The most recent evidence of more workers — especially Gen-Zers — leaving desk-bound employment for the trades came this month from job posting platform Indeed’s Hiring Lab research unit. It noted that “searches on Indeed for ‘apprentice’ or ‘apprenticeship’ jobs have more than doubled in the past five years,” as more people consider or make major career shifts. Ongoing corporate flattening strategies to eliminate middle managers, and businesses’ having essentially halted other hiring activities since May appear to have also fueled rising interest in hands-on learning opportunities. For the first 10 months of 2025, the Hiring Lab post said, searches for apprenticeships increased by 35.4 percent.

To be sure, the momentum behind apprenticeships began building before the recent workforce strategy shifts were adopted by companies — restricting the nature and volume of jobs available as they did. Between 2010 and 2020 alone, Hiring Lab research found, the number of apprenticeships surged 113 percent. That increase was driven by “local school districts, community colleges, workforce development organizations, and even the Department of Labor” seeking to equip younger people with skills employers struggled to find.

But now, life and work changes employees themselves have been undertaking amid shifting post-pandemic priorities appear to be stoking even more interest in vocational learning opportunities. The Hiring Lab post said searches related to apprenticeships on the platform had more than doubled since February 2020, before increasing by one-third more this year.

“What might be driving this growth?” asked the Hiring Lab’s director of economic research in North America, Laura Ullrich. “It could be connected to the lackluster labor market of 2025 or the major efforts to increase the number and visibility of apprenticeships.”

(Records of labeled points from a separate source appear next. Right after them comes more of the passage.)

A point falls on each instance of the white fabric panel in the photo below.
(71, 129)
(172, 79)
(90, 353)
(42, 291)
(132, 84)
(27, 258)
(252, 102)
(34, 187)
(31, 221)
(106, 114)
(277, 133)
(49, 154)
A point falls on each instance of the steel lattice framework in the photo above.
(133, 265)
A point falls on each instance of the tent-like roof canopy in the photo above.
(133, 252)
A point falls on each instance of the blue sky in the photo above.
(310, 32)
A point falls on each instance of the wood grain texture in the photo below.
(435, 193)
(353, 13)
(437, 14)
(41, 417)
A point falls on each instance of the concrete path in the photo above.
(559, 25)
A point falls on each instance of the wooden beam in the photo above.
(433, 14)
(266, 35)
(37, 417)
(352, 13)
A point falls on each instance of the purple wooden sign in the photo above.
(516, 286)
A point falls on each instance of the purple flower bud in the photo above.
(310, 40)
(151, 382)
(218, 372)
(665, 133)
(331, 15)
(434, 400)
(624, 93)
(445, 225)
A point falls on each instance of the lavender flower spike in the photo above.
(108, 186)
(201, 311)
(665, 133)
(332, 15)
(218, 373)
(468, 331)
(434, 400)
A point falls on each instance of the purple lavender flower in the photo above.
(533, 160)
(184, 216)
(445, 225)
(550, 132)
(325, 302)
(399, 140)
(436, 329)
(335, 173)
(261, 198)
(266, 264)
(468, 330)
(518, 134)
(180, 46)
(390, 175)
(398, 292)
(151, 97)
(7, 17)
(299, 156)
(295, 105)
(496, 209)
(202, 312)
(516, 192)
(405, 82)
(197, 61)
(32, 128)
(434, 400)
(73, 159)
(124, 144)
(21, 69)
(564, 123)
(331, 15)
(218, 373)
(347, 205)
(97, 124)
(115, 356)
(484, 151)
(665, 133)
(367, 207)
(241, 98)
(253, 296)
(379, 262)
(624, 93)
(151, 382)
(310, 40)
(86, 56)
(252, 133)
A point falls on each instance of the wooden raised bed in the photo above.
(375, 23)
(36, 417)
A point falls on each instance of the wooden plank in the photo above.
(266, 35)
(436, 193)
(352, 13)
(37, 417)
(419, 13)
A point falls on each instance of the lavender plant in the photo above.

But it’s likely also fueled by what Inc. has previously reported as the shift by many employees away from white-collar professions toward trade jobs. That’s been particularly marked among younger people rethinking what they want out of work beyond pay.

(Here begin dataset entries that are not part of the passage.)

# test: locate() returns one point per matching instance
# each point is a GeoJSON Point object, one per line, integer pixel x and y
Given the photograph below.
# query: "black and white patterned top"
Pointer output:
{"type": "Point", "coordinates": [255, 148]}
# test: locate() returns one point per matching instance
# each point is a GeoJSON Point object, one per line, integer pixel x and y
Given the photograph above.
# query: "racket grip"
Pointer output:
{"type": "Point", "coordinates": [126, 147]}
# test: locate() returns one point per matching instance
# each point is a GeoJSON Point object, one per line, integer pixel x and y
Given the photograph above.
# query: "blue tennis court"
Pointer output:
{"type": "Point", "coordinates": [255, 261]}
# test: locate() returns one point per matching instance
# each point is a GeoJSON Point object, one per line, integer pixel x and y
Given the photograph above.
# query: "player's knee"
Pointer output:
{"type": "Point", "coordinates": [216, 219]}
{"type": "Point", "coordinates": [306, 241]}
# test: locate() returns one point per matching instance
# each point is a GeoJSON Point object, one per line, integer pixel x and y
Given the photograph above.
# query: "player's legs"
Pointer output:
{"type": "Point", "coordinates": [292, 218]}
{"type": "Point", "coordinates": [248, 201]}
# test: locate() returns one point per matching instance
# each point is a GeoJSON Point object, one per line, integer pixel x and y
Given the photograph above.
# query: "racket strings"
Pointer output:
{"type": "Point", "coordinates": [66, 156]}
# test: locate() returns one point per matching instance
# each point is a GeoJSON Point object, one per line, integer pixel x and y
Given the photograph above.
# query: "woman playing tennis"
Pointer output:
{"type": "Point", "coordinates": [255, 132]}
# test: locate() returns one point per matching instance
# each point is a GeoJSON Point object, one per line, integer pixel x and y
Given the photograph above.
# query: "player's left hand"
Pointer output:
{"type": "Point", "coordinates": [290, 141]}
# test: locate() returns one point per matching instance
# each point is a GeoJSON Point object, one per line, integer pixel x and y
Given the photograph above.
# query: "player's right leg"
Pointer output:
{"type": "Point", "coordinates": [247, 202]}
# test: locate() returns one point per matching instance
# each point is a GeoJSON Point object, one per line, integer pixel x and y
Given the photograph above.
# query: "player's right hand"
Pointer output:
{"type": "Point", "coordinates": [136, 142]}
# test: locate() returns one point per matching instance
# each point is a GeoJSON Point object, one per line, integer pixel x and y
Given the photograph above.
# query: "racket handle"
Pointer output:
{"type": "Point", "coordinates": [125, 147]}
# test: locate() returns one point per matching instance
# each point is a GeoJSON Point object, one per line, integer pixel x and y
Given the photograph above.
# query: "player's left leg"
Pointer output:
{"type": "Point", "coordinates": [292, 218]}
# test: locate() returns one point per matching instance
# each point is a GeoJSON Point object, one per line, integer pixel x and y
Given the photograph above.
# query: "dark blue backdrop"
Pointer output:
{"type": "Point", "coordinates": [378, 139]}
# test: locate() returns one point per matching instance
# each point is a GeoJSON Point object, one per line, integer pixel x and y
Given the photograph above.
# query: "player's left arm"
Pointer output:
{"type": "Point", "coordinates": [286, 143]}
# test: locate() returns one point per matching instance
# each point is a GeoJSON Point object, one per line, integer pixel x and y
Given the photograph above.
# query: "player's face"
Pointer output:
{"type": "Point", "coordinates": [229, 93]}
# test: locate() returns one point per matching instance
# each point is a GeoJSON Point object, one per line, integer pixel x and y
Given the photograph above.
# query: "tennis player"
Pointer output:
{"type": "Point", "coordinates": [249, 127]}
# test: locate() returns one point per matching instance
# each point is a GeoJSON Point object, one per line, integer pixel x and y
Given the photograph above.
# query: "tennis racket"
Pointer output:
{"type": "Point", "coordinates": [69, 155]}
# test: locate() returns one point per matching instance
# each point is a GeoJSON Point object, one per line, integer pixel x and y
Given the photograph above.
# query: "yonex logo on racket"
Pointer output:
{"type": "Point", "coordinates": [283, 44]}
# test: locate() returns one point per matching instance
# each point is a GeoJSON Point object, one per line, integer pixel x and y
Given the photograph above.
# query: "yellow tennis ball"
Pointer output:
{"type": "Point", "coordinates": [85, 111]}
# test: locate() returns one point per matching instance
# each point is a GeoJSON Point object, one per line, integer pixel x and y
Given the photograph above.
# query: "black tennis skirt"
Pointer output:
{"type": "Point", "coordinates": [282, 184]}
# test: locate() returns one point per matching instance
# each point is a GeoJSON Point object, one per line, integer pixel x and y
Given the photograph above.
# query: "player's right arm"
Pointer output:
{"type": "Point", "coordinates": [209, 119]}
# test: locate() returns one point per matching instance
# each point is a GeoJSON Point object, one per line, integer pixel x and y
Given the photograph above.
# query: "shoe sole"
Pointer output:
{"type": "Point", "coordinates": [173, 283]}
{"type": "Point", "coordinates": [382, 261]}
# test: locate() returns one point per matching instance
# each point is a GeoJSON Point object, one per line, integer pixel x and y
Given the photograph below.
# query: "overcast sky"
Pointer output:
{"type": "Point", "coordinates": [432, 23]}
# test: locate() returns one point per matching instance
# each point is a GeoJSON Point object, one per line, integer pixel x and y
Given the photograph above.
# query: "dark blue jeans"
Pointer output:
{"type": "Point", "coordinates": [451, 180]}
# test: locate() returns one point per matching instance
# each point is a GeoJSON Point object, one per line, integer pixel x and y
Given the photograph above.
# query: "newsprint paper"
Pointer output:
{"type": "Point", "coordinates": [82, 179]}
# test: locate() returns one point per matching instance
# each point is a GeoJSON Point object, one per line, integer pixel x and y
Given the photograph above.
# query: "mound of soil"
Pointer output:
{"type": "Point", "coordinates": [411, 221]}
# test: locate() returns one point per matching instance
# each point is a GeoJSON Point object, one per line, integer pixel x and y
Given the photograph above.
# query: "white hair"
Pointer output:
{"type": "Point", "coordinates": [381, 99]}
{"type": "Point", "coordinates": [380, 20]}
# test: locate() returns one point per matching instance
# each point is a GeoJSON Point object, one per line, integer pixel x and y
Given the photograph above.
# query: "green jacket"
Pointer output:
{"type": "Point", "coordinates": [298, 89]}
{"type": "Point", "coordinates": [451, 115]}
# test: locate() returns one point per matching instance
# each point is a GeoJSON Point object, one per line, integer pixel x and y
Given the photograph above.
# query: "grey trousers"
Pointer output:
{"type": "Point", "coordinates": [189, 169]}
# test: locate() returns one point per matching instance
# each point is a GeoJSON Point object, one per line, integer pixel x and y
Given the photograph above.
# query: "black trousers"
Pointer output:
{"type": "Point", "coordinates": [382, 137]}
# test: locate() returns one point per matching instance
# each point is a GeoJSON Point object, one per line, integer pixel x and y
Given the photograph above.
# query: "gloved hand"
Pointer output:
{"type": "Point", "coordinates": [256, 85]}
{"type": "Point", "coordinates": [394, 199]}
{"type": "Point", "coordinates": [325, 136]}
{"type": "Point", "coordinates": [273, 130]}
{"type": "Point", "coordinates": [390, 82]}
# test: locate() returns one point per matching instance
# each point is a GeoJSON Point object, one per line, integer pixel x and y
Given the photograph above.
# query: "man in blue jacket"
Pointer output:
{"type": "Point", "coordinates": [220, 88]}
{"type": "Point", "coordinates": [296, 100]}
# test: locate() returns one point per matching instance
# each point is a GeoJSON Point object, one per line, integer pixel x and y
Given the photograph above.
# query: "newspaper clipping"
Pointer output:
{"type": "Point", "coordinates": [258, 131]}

A July survey by Resume Builder found 42 percent of Gen-Zers were already performing blue-collar or skilled manual work, including 37 percent who possessed a bachelor’s degree. With increasing numbers of older colleagues similarly migrating to trade jobs, the rising interest in apprenticeships probably shouldn’t be surprising. Nor should their proliferation.

Indeed, companies themselves are increasingly partnering with outside programs — or creating in-house training units — to teach aspiring apprentices the skills businesses need. The reason? According to a July survey by the Society for Human Resource Management (SHRM), nearly 70 percent of participating members said they struggled to find candidates with necessary qualifications when they recruited.

As a result, more employers are taking steps to offer prospective and existing employees training in skills that their work openings require. According to SHRM, its research “found programs such as apprenticeships, internships, and job rotations are effectively bridging skill gaps, with job rotations boasting a 92 percent success rate in alleviating talent shortages.”

Continuing mutation of company hierarchies, evolving hiring priorities away from college degrees, and employees’ own changing aspirations for the work they do all appear to be encouraging increased migration to the trades. Meanwhile, for many current job hunters, finding programs that can teach them new skills — and perhaps an entirely different career — may seem less daunting that facing the currently frigid labor market.

“Whatever the cause, job seekers’ interest in apprenticeships continues to climb in both absolute terms and relative to other job searches,” Ullrich said.